Western World Insurance Group
- Industry: Insurance
- Founded: 1964
- Headquarters: Parsippany, New Jersey, U.S.
- Products: General Liability, Commercial Auto, Professional Liability, Commercial Property
- Website: www.westernworld.com

= Western World Insurance Group =

Western World Insurance Group is an insurance provider founded in 1964. The company largely specializes in general liability, commercial property, commercial auto and professional liability insurance.

Located in Parsippany, New Jersey, Western World Insurance Group provides commercial insurance products through a nationwide network of wholesale agents and brokers within the E & S specialty lines industry.

==Coverage==
General liability coverage include owners/contractors protective, products/completed operations, liquor law, and employee benefit liabilities; commercial property coverage comprise building, personal property, business income/extra expense, crime, inland marine, equipment breakdown, and bailees’ coverage; commercial auto coverage include auto and truckers general liabilities, auto physical damage, cargo, and in-tow coverage; and professional liability coverage comprise architects, engineers, directors, officers, public officials, non-profit and other professional liabilities, as well as educational errors and omissions, information technology errors and omissions, and other errors and omissions.

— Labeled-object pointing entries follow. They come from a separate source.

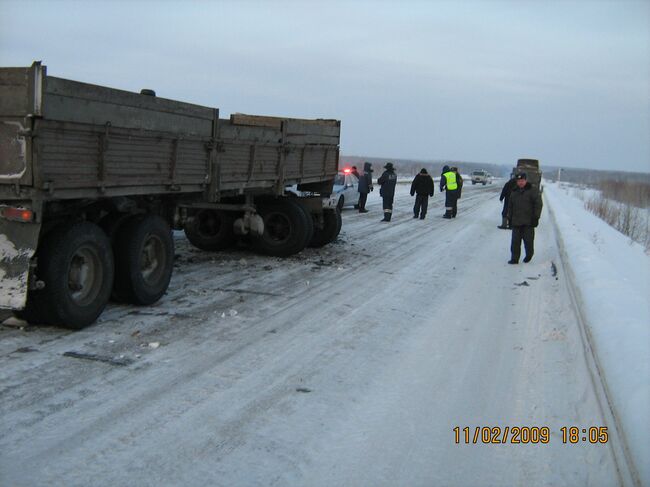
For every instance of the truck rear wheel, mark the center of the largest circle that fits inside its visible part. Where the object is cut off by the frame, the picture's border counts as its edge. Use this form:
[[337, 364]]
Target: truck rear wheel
[[330, 230], [144, 258], [287, 227], [76, 266], [210, 230]]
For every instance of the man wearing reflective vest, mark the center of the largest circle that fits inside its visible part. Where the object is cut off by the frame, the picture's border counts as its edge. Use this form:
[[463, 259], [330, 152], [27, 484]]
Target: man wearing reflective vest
[[449, 184]]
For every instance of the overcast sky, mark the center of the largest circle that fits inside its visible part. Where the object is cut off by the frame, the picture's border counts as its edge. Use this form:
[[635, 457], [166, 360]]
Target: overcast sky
[[565, 82]]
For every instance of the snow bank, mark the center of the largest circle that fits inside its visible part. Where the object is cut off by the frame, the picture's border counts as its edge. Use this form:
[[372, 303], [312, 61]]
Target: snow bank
[[612, 274]]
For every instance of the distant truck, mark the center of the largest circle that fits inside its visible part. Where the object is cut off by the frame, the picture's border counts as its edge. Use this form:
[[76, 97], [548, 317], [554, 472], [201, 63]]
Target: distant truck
[[481, 177], [93, 180], [531, 168]]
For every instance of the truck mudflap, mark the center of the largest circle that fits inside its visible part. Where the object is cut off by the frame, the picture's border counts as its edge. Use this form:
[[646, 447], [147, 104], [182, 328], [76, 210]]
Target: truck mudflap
[[18, 241]]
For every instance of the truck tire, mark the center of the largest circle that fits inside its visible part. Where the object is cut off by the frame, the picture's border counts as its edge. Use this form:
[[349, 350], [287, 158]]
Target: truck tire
[[286, 228], [330, 230], [76, 265], [309, 221], [211, 230], [144, 258]]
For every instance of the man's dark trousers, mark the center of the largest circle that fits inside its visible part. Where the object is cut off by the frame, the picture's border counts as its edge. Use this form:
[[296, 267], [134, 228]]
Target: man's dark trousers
[[421, 204], [363, 197], [525, 232]]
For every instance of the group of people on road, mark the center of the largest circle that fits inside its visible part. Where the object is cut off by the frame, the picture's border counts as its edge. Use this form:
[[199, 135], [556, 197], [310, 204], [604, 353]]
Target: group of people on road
[[422, 188], [522, 202]]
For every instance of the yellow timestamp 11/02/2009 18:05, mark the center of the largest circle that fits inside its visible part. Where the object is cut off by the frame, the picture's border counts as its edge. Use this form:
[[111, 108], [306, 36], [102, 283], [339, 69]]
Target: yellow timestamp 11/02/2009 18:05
[[529, 434]]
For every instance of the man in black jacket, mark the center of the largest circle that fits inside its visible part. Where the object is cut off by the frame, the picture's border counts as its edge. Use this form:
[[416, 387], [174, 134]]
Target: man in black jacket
[[387, 181], [524, 210], [505, 197], [422, 185], [365, 186]]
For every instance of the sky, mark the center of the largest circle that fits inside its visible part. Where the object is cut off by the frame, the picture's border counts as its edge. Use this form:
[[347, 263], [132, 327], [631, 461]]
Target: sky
[[565, 82]]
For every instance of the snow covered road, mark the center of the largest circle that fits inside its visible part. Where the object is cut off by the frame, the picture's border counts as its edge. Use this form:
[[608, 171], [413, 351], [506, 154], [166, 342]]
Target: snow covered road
[[347, 365]]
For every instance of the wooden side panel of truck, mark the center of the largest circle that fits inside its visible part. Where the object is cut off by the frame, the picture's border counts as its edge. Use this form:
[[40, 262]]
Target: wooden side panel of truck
[[80, 156]]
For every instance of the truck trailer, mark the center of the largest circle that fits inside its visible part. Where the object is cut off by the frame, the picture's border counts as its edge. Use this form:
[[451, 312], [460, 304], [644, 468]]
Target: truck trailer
[[93, 180]]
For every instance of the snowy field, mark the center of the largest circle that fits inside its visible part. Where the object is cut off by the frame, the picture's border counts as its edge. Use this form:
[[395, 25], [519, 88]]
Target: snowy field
[[351, 365]]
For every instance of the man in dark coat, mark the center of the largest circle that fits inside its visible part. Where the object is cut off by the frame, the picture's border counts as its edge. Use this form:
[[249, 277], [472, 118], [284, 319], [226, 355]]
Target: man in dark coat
[[365, 186], [524, 210], [459, 181], [422, 187], [449, 184], [387, 181], [505, 197]]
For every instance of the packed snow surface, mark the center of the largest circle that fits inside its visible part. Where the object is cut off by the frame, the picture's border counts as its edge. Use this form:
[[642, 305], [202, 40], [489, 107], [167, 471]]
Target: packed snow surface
[[346, 365]]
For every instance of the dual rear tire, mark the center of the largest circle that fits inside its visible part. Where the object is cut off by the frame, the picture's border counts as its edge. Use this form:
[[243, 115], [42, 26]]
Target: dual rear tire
[[288, 228], [80, 269]]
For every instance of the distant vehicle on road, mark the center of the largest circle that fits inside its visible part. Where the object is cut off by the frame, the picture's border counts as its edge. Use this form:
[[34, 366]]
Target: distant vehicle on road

The company provides insurance coverage in the areas of amusement devices, apartments, athletic events, camps, clubs, condominium/homeowners associations, crane operators, equine risks, equipment rental, exercise and health, hospitality, hot air balloons, hotels, janitorial, manufacturers, outfitters and guides, pest control, schools, shopping centers, steel erection and fabrication, supermarkets, tanning salons, vacant land/buildings, community organizations, townhouses, commercial office buildings, contractors equipment, day care centers, professional offices, houses of worship, light industrial campuses, retail stores, social service facilities, restaurants, bars and taverns, trucks, fast food delivery, limousines, truckers, public autos, and social service agencies, as well as artisan, fire suppression, general, scaffold, and cement mixer contractors.

==Technology==
Western World makes significant investments in technology. Western World Integrated Platform aims to "speed distributors interaction and eliminate rekeying." Western World's Integrated Platform, built in .NET Framework in 2008 is built to help agents with underwriting, rating, quoting and binding. In July 2010, Western World brought its integrated platform to mobile devices.

==Affiliations==
A.M. Best Company, The National Association of Professional Surplus Lines Offices, Ltd., Property Casualty Insurers Association of America, The Professional Liability Underwriting Society, The American Association of Managing General Agents, The Target Markets Program Administrators Association.